NeutralA stock rated as "Neutral" is expected to perform in line with the overall market or a specific benchmark. This rating indicates that the stock is neither particularly attractive nor unattractive for investment. Investors may consider holding onto the stock, as it is not expected to either significantly outperform or underperform the market.
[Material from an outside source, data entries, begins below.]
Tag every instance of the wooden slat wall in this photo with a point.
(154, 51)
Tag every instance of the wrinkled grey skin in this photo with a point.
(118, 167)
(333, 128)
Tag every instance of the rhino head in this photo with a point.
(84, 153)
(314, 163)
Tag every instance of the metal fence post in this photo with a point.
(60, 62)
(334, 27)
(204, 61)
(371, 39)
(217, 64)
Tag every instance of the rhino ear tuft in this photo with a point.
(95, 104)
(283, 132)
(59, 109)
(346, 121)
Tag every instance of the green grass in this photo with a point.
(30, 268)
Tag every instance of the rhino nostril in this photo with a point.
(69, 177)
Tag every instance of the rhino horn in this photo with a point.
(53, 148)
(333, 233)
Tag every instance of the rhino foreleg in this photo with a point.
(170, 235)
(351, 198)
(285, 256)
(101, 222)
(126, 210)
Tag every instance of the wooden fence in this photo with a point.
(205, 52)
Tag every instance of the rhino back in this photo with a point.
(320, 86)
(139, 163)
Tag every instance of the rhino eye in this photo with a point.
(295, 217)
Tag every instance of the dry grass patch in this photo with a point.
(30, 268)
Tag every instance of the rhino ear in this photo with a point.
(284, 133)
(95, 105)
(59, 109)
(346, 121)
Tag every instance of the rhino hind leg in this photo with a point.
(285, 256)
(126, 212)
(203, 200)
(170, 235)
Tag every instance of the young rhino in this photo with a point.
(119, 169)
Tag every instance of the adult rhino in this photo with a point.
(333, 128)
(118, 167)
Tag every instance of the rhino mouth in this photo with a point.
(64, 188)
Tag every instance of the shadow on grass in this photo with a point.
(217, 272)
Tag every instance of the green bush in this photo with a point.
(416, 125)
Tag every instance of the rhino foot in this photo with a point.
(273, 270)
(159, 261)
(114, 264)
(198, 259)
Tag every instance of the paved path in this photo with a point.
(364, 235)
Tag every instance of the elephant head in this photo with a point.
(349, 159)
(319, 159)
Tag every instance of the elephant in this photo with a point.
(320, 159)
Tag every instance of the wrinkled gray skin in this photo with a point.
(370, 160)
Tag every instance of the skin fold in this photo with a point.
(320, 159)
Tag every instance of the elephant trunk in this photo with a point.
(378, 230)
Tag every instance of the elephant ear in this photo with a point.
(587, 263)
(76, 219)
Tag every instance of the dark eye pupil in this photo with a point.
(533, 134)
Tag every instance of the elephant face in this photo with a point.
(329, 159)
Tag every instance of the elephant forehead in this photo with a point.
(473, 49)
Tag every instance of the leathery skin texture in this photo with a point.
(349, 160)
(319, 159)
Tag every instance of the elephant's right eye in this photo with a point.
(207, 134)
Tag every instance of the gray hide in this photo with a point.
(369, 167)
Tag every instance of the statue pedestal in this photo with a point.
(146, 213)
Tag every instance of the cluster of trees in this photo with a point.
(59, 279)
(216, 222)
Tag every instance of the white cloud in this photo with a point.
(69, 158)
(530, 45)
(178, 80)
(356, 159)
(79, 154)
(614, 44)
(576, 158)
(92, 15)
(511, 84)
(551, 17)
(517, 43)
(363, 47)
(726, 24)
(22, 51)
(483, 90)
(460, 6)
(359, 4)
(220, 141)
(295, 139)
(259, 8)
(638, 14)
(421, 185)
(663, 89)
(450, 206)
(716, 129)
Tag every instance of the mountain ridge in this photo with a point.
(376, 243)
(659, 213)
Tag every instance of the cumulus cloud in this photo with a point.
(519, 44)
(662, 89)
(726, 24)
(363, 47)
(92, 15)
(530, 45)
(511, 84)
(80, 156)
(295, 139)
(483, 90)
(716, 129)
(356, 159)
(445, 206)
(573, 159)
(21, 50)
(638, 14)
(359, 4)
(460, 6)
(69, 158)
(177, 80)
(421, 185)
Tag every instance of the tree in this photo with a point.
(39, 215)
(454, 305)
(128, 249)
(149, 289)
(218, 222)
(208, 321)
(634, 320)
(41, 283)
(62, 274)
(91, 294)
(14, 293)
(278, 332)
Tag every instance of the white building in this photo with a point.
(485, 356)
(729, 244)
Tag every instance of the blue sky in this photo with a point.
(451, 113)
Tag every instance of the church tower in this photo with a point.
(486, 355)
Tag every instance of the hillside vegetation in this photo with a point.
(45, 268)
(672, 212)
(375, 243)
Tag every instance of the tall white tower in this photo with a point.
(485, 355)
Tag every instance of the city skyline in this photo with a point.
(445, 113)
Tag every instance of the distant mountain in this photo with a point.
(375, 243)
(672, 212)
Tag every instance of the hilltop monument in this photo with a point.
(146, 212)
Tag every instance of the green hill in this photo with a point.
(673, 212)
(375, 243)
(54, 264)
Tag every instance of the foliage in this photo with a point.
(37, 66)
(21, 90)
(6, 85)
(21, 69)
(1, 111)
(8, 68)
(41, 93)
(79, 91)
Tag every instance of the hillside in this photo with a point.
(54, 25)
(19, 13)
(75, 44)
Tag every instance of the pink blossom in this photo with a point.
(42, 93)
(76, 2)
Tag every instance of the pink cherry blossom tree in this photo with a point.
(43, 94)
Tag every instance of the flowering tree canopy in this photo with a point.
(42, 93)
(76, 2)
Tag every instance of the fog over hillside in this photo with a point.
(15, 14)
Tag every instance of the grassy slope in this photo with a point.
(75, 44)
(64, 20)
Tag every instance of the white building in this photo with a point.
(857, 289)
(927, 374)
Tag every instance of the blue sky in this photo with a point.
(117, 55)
UnderperformA stock rated as "Underperform" is expected to perform worse than the overall market or a specific benchmark over the near-to-medium term. This rating suggests that the stock may deliver lower returns compared to the average returns of other stocks in the same sector or market index. Investors might consider selling the stock or avoiding it as an investment.

Disclaimer

This AI Analyst Stock Report is automatically generated by our AI systems using advanced algorithms and publicly available financial, technical, and market data. While the information provided aims to be accurate and insightful, it is intended for informational purposes only and should not be considered financial advice. Any content created by an AI (Artificial Intelligence) system may contain inaccuracies and/or contain errors. Investing in stocks carries inherent risks, and past performance is not indicative of future results. This report does not account for your personal financial circumstances, objectives, or risk tolerance. Always conduct your own research or consult with a qualified financial advisor before making investment decisions. The analysis and recommendations provided are based on historical and current data and may not fully reflect future market conditions or unexpected developments. Neither the creators of this report nor its affiliated entities guarantee the accuracy, completeness, or reliability of the information presented. Use this report at your own discretion and risk.